Bringing MOCHA Lessons to Your Service
2019
Identifying the qualities of primary care that have the potential to produce optimal health outcomes is only half the story. The MOCHA project has explored how to transfer these to other national contexts, but also which successful components should be transferred. It is important to assess the population criteria of the identified sociodemographic, cultural and social characteristics, and the population perspectives on a care system’s components. The project analysed public experiences and perceptions of the quality of primary care for children from a representative sample of the general public in five EU Member States. The public perception of children’s primary care services, in particular the perceived quality of care and expectations of children and their care is important to understand before MOCHA lessons can be effectively adopted in a country.
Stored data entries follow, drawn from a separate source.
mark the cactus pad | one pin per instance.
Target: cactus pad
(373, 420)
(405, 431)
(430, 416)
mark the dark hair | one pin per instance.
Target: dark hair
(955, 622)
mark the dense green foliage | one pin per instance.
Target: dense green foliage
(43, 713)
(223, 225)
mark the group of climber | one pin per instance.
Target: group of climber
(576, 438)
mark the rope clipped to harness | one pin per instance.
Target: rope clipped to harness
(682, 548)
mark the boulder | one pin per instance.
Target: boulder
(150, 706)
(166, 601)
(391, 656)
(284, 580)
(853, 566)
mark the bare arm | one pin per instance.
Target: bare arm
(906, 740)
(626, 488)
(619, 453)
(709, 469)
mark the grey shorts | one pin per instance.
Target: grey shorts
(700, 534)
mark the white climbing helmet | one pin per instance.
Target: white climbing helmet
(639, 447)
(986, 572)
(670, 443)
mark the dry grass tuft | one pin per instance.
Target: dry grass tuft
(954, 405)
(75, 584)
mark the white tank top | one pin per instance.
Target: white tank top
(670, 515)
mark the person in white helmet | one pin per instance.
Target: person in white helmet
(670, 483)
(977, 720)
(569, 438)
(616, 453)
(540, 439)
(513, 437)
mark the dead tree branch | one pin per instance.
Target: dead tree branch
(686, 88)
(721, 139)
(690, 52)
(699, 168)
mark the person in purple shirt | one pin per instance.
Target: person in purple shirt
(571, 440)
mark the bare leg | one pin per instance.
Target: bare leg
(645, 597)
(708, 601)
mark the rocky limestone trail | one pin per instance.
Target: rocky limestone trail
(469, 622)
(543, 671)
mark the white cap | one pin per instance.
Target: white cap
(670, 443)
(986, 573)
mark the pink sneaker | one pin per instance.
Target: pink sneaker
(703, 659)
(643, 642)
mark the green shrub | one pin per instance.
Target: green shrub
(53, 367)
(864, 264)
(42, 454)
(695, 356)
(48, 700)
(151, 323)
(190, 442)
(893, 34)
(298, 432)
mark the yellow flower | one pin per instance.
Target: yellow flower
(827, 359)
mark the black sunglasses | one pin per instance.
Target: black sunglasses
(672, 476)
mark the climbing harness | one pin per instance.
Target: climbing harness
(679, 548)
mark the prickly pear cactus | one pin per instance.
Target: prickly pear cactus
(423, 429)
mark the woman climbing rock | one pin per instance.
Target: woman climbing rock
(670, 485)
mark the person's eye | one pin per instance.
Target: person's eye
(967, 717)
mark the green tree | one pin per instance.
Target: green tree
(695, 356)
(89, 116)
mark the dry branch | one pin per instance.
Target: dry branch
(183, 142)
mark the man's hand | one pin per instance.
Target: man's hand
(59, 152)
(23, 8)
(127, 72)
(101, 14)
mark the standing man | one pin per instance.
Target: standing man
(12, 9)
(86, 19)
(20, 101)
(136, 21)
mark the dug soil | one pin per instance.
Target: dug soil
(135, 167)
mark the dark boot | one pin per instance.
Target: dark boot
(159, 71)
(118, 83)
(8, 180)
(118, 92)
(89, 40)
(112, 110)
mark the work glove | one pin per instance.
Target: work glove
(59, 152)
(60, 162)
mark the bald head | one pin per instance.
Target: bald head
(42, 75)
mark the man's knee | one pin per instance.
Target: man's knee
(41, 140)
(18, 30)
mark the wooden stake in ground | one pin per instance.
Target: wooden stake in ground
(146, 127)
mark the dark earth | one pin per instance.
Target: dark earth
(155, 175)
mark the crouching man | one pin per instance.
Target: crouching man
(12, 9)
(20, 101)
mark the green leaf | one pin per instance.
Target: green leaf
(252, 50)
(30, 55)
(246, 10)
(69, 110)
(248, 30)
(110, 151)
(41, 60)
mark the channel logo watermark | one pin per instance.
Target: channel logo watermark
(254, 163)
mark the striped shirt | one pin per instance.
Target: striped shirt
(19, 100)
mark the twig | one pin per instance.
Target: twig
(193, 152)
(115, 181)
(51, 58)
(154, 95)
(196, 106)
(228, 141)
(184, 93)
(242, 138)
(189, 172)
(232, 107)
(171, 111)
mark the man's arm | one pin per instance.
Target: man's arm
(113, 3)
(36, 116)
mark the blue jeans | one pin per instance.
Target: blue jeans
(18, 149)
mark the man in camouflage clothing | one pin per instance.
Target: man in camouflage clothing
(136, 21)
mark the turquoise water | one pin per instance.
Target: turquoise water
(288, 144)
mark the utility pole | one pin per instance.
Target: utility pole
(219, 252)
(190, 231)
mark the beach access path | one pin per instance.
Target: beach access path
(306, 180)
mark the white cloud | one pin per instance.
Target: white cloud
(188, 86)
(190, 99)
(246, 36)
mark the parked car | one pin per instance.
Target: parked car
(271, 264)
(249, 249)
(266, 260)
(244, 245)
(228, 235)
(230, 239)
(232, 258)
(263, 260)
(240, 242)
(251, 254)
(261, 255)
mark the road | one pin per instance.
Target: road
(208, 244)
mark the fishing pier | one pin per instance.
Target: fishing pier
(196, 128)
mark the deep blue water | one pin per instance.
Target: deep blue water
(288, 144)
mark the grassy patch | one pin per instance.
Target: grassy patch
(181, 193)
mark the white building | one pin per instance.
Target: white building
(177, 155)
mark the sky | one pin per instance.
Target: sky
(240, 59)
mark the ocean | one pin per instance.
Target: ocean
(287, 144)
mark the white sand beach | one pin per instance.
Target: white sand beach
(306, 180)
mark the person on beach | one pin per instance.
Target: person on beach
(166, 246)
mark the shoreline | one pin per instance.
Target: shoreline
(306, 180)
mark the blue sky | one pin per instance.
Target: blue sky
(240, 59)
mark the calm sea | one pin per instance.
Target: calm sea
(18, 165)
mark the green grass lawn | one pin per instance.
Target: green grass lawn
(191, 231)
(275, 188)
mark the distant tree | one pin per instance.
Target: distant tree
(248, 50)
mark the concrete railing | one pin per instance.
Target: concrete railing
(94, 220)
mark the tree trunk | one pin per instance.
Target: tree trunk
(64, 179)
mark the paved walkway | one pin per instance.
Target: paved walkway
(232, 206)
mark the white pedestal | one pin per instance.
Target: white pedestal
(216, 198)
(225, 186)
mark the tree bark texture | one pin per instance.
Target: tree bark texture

We found that the socio-cultural characteristics of a country inform the population perceptions and preferences with regard to the care system. In the five countries surveyed there was agreement about aspects of quality of care – such as accessible opening hours, confidential consultations for children and timeliness of consultation for an illness; but there was a difference in opinion about giving priority to items such as making an appointment without a referral, or a child’s right to a confidential consultation. The cultural context of transferability and the means of addressing this such as defining the target audience and the different means of disseminating important messages to the wider community to address contextual factors can act as barriers or facilitators to the introduction of new components of primary care models.